Russell, Christopher


Circus Gallery, Los Angeles CA February 23 * March 29, 2008

James Krone's first solo show in Los Angeles, "In Lieu of a Science of Memory," seems to add another layer to the historical back-and-forth between painting and photography. Krone uses painting as a documentary medium. In this instance, painting's authority is equal to the beleaguered history of photography's truth claim. Krone's images have the abstract qualities of Bay Area Figuration, yet their subjects are recognizable faces and cultural icons. Krone takes inspiration from Larry Sultan and Mike Mandel's renowned Evidence (1977), which mined police and other official photographic archives with surreal and often absurd results. In a similar fashion, the various subjects Krone culls together point to overlapping schemes of political intrigue. Like Sultan and Mandel, Krone's work tends toward the illogical, but also leaves us with such bittersweet imponderables as whether today's more pressing social and political issues could have been avoided had Ronald Reagan's assassin hit his mark.

[ILLUSTRATION OMITTED]

There is a semblance of nostalgia in Krone's images of Jody Foster, Ronald Reagan, Warhol, and redacted White House documents, and yet the sum of these images amounts to more than a 1980s-style pastiche. In the gallery, a circuitous narrative develops around John Hinckley's 1981 assassination attempt, fueled by his obsession with Jody Foster.

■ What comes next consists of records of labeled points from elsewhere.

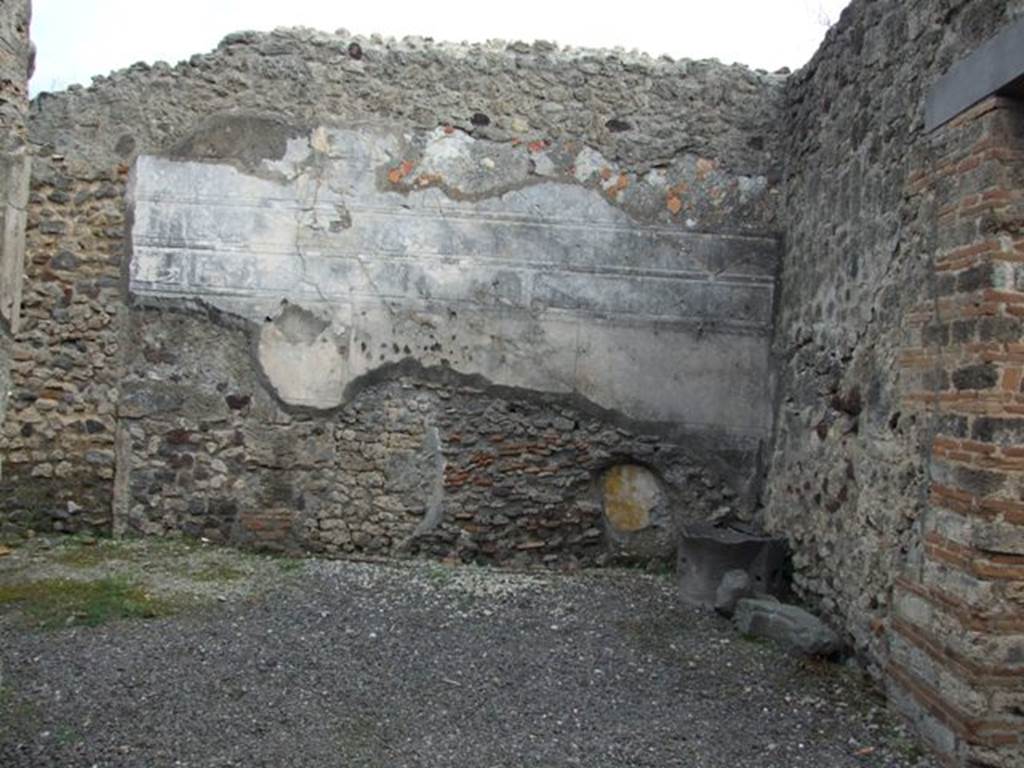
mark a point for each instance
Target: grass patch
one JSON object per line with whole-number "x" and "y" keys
{"x": 53, "y": 603}
{"x": 87, "y": 555}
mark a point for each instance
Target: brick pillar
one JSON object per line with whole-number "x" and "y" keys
{"x": 956, "y": 634}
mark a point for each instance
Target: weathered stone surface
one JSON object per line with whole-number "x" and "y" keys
{"x": 708, "y": 552}
{"x": 788, "y": 625}
{"x": 848, "y": 486}
{"x": 15, "y": 62}
{"x": 280, "y": 112}
{"x": 735, "y": 586}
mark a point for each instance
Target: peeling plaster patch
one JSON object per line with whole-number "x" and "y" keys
{"x": 545, "y": 285}
{"x": 467, "y": 166}
{"x": 589, "y": 164}
{"x": 304, "y": 355}
{"x": 631, "y": 494}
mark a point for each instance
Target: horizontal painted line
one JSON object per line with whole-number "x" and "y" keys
{"x": 446, "y": 214}
{"x": 142, "y": 249}
{"x": 707, "y": 324}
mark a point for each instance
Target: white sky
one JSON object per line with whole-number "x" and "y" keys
{"x": 77, "y": 39}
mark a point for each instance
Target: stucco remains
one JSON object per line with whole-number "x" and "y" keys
{"x": 454, "y": 252}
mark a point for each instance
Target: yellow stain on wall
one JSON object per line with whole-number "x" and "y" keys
{"x": 630, "y": 494}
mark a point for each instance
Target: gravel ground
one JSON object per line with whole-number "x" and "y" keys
{"x": 347, "y": 664}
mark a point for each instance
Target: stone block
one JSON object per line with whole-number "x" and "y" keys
{"x": 707, "y": 553}
{"x": 791, "y": 626}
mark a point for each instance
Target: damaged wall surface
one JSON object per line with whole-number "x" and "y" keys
{"x": 368, "y": 251}
{"x": 516, "y": 303}
{"x": 15, "y": 65}
{"x": 891, "y": 337}
{"x": 432, "y": 295}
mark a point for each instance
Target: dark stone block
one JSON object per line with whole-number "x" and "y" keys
{"x": 1001, "y": 431}
{"x": 935, "y": 334}
{"x": 975, "y": 279}
{"x": 707, "y": 553}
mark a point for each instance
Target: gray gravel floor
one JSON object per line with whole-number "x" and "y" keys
{"x": 344, "y": 664}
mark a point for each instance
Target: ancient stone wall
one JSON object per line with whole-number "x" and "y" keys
{"x": 15, "y": 64}
{"x": 341, "y": 294}
{"x": 872, "y": 268}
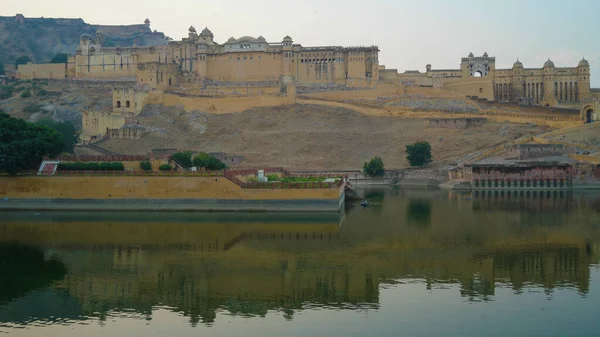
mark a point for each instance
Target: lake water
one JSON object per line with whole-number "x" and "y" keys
{"x": 414, "y": 263}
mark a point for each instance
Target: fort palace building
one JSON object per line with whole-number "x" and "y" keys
{"x": 199, "y": 58}
{"x": 478, "y": 76}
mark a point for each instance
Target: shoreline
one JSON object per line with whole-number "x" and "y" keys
{"x": 172, "y": 205}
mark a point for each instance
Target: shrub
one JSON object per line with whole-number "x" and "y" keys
{"x": 23, "y": 144}
{"x": 374, "y": 168}
{"x": 183, "y": 158}
{"x": 419, "y": 153}
{"x": 165, "y": 167}
{"x": 6, "y": 92}
{"x": 26, "y": 94}
{"x": 146, "y": 165}
{"x": 41, "y": 92}
{"x": 31, "y": 108}
{"x": 91, "y": 166}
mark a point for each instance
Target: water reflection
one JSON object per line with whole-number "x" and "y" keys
{"x": 95, "y": 264}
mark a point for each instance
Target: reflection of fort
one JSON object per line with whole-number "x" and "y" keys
{"x": 260, "y": 264}
{"x": 553, "y": 201}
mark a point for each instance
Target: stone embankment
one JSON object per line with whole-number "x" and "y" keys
{"x": 158, "y": 193}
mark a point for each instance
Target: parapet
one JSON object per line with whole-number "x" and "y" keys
{"x": 454, "y": 123}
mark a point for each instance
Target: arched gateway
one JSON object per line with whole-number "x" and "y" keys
{"x": 588, "y": 114}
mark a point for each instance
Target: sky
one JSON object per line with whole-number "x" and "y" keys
{"x": 409, "y": 33}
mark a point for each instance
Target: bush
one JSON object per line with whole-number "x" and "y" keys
{"x": 419, "y": 153}
{"x": 208, "y": 161}
{"x": 165, "y": 167}
{"x": 41, "y": 93}
{"x": 91, "y": 166}
{"x": 31, "y": 108}
{"x": 6, "y": 92}
{"x": 374, "y": 168}
{"x": 183, "y": 158}
{"x": 26, "y": 94}
{"x": 23, "y": 144}
{"x": 146, "y": 165}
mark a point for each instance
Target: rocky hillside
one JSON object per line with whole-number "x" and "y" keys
{"x": 42, "y": 38}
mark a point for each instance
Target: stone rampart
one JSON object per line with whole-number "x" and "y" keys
{"x": 454, "y": 123}
{"x": 526, "y": 175}
{"x": 528, "y": 151}
{"x": 157, "y": 193}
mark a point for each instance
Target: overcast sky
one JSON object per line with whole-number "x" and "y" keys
{"x": 410, "y": 33}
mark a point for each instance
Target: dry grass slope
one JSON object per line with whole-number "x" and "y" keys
{"x": 311, "y": 136}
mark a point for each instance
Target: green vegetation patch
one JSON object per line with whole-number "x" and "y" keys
{"x": 91, "y": 166}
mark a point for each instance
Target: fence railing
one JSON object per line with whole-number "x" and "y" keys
{"x": 137, "y": 173}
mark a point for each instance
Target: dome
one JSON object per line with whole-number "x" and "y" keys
{"x": 206, "y": 32}
{"x": 549, "y": 64}
{"x": 518, "y": 64}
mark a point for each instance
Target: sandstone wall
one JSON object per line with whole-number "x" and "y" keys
{"x": 455, "y": 123}
{"x": 147, "y": 187}
{"x": 225, "y": 104}
{"x": 44, "y": 70}
{"x": 482, "y": 88}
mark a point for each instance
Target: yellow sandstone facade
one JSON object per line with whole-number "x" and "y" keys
{"x": 478, "y": 76}
{"x": 200, "y": 59}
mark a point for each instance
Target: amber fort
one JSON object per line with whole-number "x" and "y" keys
{"x": 246, "y": 72}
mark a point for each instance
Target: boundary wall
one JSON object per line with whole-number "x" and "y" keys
{"x": 105, "y": 193}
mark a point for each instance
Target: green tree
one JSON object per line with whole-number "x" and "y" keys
{"x": 60, "y": 58}
{"x": 183, "y": 158}
{"x": 165, "y": 167}
{"x": 67, "y": 130}
{"x": 26, "y": 93}
{"x": 146, "y": 165}
{"x": 22, "y": 60}
{"x": 374, "y": 168}
{"x": 419, "y": 153}
{"x": 23, "y": 145}
{"x": 208, "y": 161}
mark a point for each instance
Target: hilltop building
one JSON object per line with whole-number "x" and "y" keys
{"x": 478, "y": 76}
{"x": 200, "y": 59}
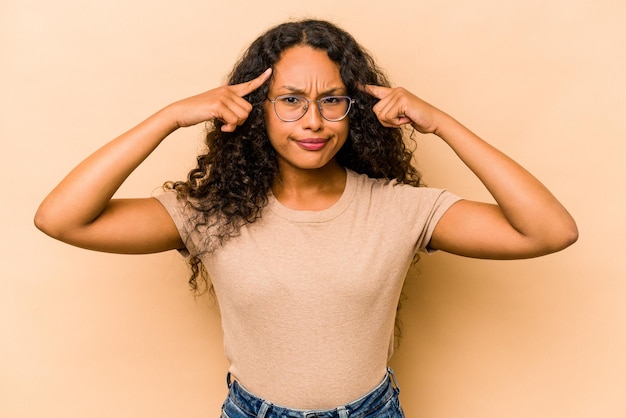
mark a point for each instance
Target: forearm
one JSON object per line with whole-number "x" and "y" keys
{"x": 86, "y": 191}
{"x": 528, "y": 206}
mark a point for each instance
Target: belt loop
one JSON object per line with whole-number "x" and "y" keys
{"x": 343, "y": 412}
{"x": 263, "y": 410}
{"x": 392, "y": 377}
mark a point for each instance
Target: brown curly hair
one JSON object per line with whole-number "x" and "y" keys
{"x": 230, "y": 185}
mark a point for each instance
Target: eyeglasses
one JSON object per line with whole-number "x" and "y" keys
{"x": 290, "y": 107}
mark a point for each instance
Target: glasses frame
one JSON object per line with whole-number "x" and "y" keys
{"x": 351, "y": 101}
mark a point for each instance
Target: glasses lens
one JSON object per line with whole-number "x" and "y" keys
{"x": 334, "y": 107}
{"x": 291, "y": 108}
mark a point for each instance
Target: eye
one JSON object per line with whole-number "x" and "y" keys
{"x": 290, "y": 100}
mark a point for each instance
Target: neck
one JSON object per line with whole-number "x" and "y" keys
{"x": 316, "y": 189}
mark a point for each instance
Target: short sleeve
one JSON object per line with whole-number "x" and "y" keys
{"x": 422, "y": 208}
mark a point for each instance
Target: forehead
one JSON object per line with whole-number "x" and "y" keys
{"x": 304, "y": 68}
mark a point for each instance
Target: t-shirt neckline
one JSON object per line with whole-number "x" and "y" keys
{"x": 323, "y": 215}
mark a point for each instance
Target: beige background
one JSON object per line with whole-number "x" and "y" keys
{"x": 97, "y": 335}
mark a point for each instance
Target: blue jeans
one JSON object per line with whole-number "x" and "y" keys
{"x": 382, "y": 402}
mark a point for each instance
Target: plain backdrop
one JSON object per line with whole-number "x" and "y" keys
{"x": 84, "y": 334}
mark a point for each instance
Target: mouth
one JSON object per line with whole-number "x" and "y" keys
{"x": 312, "y": 144}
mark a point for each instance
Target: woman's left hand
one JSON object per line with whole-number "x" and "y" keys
{"x": 398, "y": 106}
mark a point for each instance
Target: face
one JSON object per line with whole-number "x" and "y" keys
{"x": 310, "y": 142}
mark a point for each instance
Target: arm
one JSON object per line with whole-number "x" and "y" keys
{"x": 527, "y": 221}
{"x": 80, "y": 210}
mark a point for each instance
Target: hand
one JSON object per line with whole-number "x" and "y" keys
{"x": 225, "y": 103}
{"x": 398, "y": 106}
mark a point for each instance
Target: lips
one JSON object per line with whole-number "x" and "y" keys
{"x": 312, "y": 144}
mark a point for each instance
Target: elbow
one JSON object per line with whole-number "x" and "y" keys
{"x": 562, "y": 237}
{"x": 46, "y": 224}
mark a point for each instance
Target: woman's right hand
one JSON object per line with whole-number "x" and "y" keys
{"x": 225, "y": 103}
{"x": 81, "y": 211}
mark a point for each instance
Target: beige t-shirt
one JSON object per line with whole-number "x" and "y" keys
{"x": 308, "y": 298}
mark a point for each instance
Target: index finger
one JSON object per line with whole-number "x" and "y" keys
{"x": 248, "y": 87}
{"x": 376, "y": 91}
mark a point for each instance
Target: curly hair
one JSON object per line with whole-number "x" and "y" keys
{"x": 230, "y": 185}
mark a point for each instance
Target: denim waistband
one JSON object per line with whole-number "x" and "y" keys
{"x": 365, "y": 406}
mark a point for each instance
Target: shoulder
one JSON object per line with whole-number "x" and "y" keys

Concerning the theme of assassination, Warhol--represented here by obvious yet low-fidelity appropriations of his flower paintings--is linked to Reagan through Valerie Solonas's 1968 attempt on the artist's life. Warhol, as art commodity par excellence, draws associations with the 1980s art bubble and the triumph of conspicuous consumption typified by the New Republicans catalyzed around Reaganomics, while simultaneously pointing to CIA support of Ab-Ex painters. Before one stops to consider what would have happened had either Warhol or Reagan actually died from their shootings, enormous paintings of pseudo-official documents begin to cloud possible solutions, drawing on ideas of government conspiracy, the inscrutability of widely impacting events, and the absurdity of institutional doublespeak.

To this end, Krone's show includes doubly coded works that scramble the assumed meanings crisscrossing the main subjects under investigation, among them Black Sucker (Sleep) (all work 2008), a painting of a censored National Security Council document, and the sculpture Good Shooter's Chair, a plastic-covered chair standing in four empty Kleenex tissue boxes. Krone's documentary handiwork does something that cannot be done with ordinary photography. Krone's Jody Wet painting, for instance, is overshadowed by ominous contextual concerns, superimposing a rape fantasy on her otherwise youthful innocence. The same kind of confusion and contamination also spills over into the treatments of Reagan and Warhol. The kitschy Reagan Mask lividly marks the origin of that political spiral which eventually led to Abu Ghraib, and Museum Calendar Vapor points to more perverse aspects of Warhol's flowery chef d'oeuvre. Krone courts the unfashionable idea of active, Romantic imagination, ultimately taking us beyond mainstream news into paranoid fantasies about what the CIA has on Jody Foster, the truth of Hinckley's "insanity," and Warhol's role in a government-led consumerist conspiracy.

Unlike many younger artists today who appear reluctant to tackle political issues head-on, Krone's "In Lieu of a Science of Memory" is truly subversive. Through a kind of historical about-face, the current preference for Lockean, passive imagination over transformative operations of the mind upon external objects has only led to a mere recording of received impressions, whether as safely formal or stridently academic work. Krone's show is different in that it uses painting to hijack a photographic truism while slowly maneuvering into the darker corners of contemporary imagination.